Friday 19 October 2007

The Telegraph and the 3Rs

When I first came to Britain in the early eighties, one thing you could say about the Daily Telegraph was that it was a newspaper. It had its trenchant opinions in the comment pages, but you could rely on the Telegraph, perhaps more than any other newspaper for an honest account of the news. Of course, most broadsheets have abandoned C.P Scott's dictum to a greater or lesser extent since then, but none more so than the Telegraph. Today's ludicrously one-sided account of the GCSE results shows that it no longer knows the difference between comment and fact. Statistics are presented like confetti, lacking in context or any sense that they know what they are talking about. You do not need a grade C in GCSE Maths and English to have 'mastered the 3Rs'; though it is certainly desirable if you plan to pursue A levels or further academic education; and the government has rightly set targets to increase the number of GCSE students who do so. However, the 90.7% of youngsters who achieve level 1 in functional maths and English are a better proxy for 'mastering the 3Rs' if the 3Rs are the basics. And if the GCSE English and Maths exams are as easy as the sneerers at the Telegraph imply, why do over a third of independent school students not reach this standard?
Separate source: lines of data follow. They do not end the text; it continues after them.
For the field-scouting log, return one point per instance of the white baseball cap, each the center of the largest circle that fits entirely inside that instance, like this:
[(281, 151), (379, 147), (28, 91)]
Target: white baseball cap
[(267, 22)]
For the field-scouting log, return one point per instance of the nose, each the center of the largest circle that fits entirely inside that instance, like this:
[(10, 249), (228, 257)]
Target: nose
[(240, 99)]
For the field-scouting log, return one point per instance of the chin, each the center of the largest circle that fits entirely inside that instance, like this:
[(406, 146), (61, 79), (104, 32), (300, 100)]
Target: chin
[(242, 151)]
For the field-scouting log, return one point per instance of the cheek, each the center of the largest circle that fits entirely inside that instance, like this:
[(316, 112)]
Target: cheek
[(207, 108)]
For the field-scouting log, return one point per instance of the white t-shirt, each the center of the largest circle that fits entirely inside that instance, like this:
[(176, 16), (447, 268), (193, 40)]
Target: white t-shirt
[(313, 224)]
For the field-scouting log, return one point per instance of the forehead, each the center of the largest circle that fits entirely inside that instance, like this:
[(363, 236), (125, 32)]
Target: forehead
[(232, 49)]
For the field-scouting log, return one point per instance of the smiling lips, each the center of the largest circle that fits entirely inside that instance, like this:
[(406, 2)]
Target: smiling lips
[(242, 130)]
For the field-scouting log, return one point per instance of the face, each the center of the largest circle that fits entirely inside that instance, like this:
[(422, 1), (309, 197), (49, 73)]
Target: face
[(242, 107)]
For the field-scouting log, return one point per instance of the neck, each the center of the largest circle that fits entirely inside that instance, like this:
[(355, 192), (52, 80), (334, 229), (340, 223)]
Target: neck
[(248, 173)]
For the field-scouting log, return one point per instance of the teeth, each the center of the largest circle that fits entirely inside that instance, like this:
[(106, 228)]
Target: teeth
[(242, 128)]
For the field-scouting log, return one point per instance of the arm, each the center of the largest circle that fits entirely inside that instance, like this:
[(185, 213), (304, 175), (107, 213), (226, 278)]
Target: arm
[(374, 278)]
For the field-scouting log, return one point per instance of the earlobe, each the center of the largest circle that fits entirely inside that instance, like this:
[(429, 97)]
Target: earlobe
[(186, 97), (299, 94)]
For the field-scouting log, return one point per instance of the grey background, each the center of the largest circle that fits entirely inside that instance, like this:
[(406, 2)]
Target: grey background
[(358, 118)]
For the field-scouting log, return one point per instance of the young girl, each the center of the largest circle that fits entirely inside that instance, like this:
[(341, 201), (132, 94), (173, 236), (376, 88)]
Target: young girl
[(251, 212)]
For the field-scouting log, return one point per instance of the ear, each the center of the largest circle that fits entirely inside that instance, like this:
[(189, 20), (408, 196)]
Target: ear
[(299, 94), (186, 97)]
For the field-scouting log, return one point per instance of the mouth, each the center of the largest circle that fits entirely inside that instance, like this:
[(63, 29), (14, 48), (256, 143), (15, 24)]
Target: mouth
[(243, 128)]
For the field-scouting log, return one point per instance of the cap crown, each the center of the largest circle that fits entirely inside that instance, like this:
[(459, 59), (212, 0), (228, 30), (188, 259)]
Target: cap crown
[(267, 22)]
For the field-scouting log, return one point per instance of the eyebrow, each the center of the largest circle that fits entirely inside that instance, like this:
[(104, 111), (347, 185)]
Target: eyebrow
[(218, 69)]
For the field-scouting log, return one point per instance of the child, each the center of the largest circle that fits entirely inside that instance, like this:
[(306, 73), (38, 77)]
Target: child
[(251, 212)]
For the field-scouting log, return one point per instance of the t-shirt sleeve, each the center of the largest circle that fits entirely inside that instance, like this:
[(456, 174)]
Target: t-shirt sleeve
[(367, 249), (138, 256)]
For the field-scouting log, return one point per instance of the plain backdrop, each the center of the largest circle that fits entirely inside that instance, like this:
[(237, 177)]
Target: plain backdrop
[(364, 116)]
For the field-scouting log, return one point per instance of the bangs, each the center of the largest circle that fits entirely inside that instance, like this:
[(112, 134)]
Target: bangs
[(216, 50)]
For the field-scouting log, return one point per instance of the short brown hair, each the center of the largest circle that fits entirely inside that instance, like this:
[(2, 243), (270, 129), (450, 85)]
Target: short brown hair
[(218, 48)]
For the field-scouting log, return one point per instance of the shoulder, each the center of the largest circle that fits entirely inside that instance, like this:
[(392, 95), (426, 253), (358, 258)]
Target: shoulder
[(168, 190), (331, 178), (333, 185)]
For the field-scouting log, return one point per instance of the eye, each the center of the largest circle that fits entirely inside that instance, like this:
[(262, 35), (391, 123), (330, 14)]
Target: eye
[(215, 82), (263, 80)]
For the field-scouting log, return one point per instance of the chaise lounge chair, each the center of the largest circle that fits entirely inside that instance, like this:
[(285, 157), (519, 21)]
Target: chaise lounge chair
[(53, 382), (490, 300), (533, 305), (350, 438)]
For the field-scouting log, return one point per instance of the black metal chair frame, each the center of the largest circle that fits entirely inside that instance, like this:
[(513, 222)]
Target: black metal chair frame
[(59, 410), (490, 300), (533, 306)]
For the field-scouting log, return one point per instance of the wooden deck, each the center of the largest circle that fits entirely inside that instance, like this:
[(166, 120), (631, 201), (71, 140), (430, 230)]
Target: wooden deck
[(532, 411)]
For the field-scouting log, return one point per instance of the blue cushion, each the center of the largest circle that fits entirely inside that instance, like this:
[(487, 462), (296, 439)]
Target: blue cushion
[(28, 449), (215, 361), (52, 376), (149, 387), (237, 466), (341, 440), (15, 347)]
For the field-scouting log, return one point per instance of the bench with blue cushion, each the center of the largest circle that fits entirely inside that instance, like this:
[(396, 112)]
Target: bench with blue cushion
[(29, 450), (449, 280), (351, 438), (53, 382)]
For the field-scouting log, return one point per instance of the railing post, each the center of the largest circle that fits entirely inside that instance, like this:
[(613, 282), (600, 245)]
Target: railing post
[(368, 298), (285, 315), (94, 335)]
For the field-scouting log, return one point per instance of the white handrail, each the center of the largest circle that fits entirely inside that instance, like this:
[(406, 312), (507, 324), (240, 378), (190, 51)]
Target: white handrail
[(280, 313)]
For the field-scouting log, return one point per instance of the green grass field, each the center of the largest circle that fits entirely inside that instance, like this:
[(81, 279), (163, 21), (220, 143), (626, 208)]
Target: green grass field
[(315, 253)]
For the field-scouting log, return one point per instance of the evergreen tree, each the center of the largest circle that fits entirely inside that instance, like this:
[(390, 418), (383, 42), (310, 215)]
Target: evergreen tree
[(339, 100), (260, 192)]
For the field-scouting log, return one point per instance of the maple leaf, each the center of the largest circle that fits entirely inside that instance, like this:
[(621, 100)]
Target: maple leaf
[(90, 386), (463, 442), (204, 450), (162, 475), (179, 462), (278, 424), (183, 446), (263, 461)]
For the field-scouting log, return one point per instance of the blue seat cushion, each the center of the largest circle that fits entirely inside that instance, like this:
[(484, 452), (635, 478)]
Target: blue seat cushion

So, let's be clear about this. Achieving five good GCSEs - at grade C or above - in English and Maths is not something everyone will achieve (though over time a clear majority could). Indeed, many students get a C in English, but not in Maths, (go to second Excel file, table 8) or vice versa: 60% get a C in English, and 55% do so in Maths. With O levels, fewer than a quarter of all students got a C in these subjects. In 1997, just a third did so. Today it is nearly half. More to the point, as a far more intelligent piece in the Guardian shows, what matters most is whether and where improvements are taking place. And the evidence is that improvements are fastest in the poorest schools in the poorest areas, and in academies serving those communities.